A relação tensa e instável entre a adulta Regina e o menino Ygor faz lembrar em alguns momentos Gloria (1980), de John Cassavetes, e sua mal disfarçada versão brasileira, Verônica (2008), de Mauricio Farias. Só que de Campo Grande o crime está ausente, bem como as armas e a violência explícita.

No filme de Sandra Kogut não há maniqueísmo, nem discurso sociológico, nem ênfase declaratória, nem resquício de pieguice. O olhar da diretora é ao mesmo tempo delicado e franco. Equilibra admiravelmente o registro documental, vívido e despojado (graças em grande parte à habilidade do diretor de fotografia Ivo Lopes Araújo), com a segurança narrativa que faz tudo aos poucos se esclarecer, mas de modo indireto, solicitando a participação ativa do espectador.

As coisas parecem se passar naturalmente diante de uma câmera invisível – não no sentido da invisibilidade “clássica”, em que a decupagem cria uma continuidade macia, sem tropeços, mas sim no de uma captação espontânea e provisória, que colhe os acontecimentos de modo parcial, quando já estão em curso (in media res, para dizer de um modo pernóstico). Não há descuido aqui: os enquadramentos são sempre os mais expressivos e ricos de informação. Mas há uma porosidade que permite que a cidade respire e pulse como os próprios personagens.

Atores mirins

Uma última palavra sobre o elenco. Se Sandra Kogut já demonstrara, em Mutum (2007), uma grande competência para dirigir crianças, aqui esse talento se mostra prodigioso: raras vezes se viu na tela um desempenho tão crível e pungente como o de Ygor e Rayane. Carla Ribas, que até agora teve poucas mas marcantes aparições no cinema (O outro lado da rua, A casa de Alice, O abismo prateado) oferece aqui sua mais tocante e corajosa atuação.

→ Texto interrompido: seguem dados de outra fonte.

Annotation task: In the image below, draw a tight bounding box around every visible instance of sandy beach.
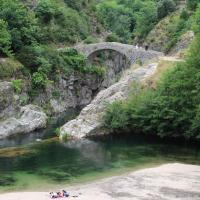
[0,163,200,200]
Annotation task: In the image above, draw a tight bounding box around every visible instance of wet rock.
[60,64,157,139]
[0,105,47,139]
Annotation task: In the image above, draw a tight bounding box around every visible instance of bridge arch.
[74,42,163,64]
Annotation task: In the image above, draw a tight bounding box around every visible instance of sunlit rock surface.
[60,64,157,139]
[0,105,47,139]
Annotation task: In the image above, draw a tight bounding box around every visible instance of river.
[0,111,200,193]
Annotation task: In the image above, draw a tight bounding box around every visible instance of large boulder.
[60,64,157,139]
[0,105,47,139]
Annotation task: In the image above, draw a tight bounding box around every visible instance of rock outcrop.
[0,105,47,139]
[0,81,18,119]
[60,64,157,139]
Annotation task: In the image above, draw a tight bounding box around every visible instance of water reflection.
[0,132,200,191]
[0,109,79,148]
[63,139,111,168]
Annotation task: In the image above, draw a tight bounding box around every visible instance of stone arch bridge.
[74,42,163,64]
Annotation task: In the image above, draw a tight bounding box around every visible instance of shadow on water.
[0,131,200,191]
[0,109,80,149]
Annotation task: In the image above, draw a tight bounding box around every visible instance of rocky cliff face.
[33,51,130,114]
[0,81,19,119]
[0,105,47,139]
[60,64,157,139]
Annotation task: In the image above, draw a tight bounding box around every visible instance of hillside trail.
[160,55,184,62]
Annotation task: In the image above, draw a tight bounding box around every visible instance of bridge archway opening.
[87,49,131,71]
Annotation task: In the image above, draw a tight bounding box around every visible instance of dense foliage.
[97,0,176,42]
[104,3,200,139]
[0,0,102,88]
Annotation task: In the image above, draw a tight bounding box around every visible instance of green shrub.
[0,19,11,55]
[12,79,23,94]
[157,0,176,19]
[104,8,200,141]
[0,58,23,79]
[106,33,121,42]
[84,36,98,44]
[34,0,56,23]
[32,71,48,89]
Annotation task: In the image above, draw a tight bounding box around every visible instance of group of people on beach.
[49,190,69,199]
[135,43,149,51]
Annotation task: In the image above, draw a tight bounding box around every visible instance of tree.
[187,0,200,10]
[134,1,157,39]
[0,0,38,51]
[157,0,176,19]
[35,0,56,23]
[0,19,11,55]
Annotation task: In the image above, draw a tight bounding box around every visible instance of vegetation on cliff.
[0,0,102,88]
[104,3,200,139]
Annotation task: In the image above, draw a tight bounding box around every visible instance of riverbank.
[0,163,200,200]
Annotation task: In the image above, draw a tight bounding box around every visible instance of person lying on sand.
[49,190,69,199]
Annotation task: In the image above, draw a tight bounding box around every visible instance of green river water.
[0,113,200,193]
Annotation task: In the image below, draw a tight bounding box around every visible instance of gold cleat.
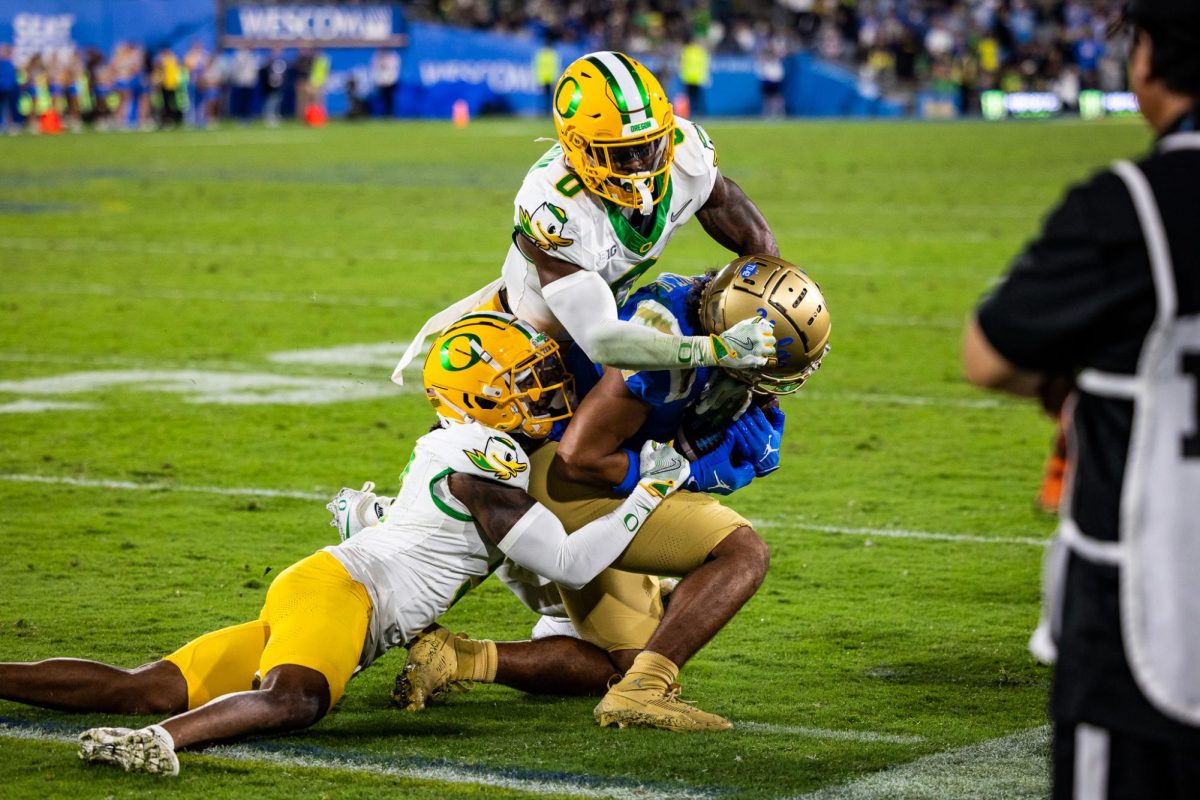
[391,625,470,711]
[595,678,733,733]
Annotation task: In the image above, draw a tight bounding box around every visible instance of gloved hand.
[691,317,775,369]
[730,405,785,477]
[686,431,754,494]
[713,317,775,369]
[637,441,691,498]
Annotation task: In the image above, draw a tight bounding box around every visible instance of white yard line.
[0,473,334,500]
[0,723,716,800]
[733,720,925,745]
[750,517,1050,547]
[0,473,1049,546]
[793,727,1050,800]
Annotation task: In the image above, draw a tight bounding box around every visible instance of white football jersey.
[325,423,529,667]
[503,118,718,339]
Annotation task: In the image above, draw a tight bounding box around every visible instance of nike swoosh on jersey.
[671,198,692,222]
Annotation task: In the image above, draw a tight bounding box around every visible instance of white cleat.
[79,726,179,776]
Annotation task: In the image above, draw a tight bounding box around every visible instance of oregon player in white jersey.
[0,313,688,775]
[392,52,779,383]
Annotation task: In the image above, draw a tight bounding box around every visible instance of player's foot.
[325,481,391,542]
[79,726,179,776]
[391,625,469,711]
[595,675,733,733]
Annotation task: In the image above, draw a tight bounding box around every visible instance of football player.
[392,52,779,383]
[0,313,688,775]
[396,255,830,730]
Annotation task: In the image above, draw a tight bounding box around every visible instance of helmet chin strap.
[634,180,654,215]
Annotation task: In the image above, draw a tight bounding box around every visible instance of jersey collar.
[600,178,674,255]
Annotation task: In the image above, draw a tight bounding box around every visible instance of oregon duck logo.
[462,437,529,481]
[520,203,575,251]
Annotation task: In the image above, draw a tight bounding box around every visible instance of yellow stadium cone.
[450,100,470,128]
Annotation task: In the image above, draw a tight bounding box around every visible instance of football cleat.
[79,726,179,776]
[595,678,733,733]
[391,625,470,711]
[325,481,392,542]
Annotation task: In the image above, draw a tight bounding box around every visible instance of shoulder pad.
[421,422,529,489]
[514,162,602,270]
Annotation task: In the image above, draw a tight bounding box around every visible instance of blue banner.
[222,5,406,48]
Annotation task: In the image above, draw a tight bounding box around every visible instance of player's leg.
[392,570,662,711]
[0,658,187,714]
[80,552,371,775]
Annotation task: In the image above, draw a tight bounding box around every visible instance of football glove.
[325,481,392,542]
[697,317,775,369]
[637,441,691,498]
[685,431,754,494]
[730,405,785,477]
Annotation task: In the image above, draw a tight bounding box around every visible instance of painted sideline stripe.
[0,473,1050,546]
[733,720,925,745]
[750,517,1050,547]
[792,726,1050,800]
[0,473,334,500]
[0,718,722,800]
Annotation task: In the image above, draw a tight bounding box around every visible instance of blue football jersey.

Por fim, cabe lembrar que o filme não estava programado para nenhuma das dez salas de cinema existentes no bairro de Campo Grande, quase todas ocupadas com blockbusters americanos, mas um movimento de moradores conseguiu que fosse exibido num shopping local. Agora outros bairros periféricos do Rio, sobretudo da zona norte, mobilizam-se para ver Campo Grande. Essa pressão para a ampliação do circuito de certa forma é um desdobramento do projeto político, ético e estético do filme, de abertura, inclusão, conhecimento e troca.

Cinema francês

O cinema francês realiza uma bem-vinda invasão das telas brasileiras. Até o próximo dia 22, a sétima edição do Festival Varilux exibe quinze filmes recentes e inéditos em cinquenta cidades do país. No Rio, uma das salas exibidoras é o Instituto Moreira Salles.

Entre os destaques estão Chocolate, de Roschdy Zem, em que Omar Sy (o astro de Intocáveise Samba) encarna o ex-escravo que se tornou o primeiro clown negro da França, no final do século 19; o drama de amor Meu rei, dirigido pela atriz Maïwenn, que deu a Emmanuelle Bercot o prêmio de atriz em Cannes; a animação Abril e o mundo extraordinário, de Christian Desmares e Franck Ekinci, ganhadora do festival de Annecy; e Um belo verão, de Catherine Corsini, história do romance entre duas jovens no início dos anos 1970.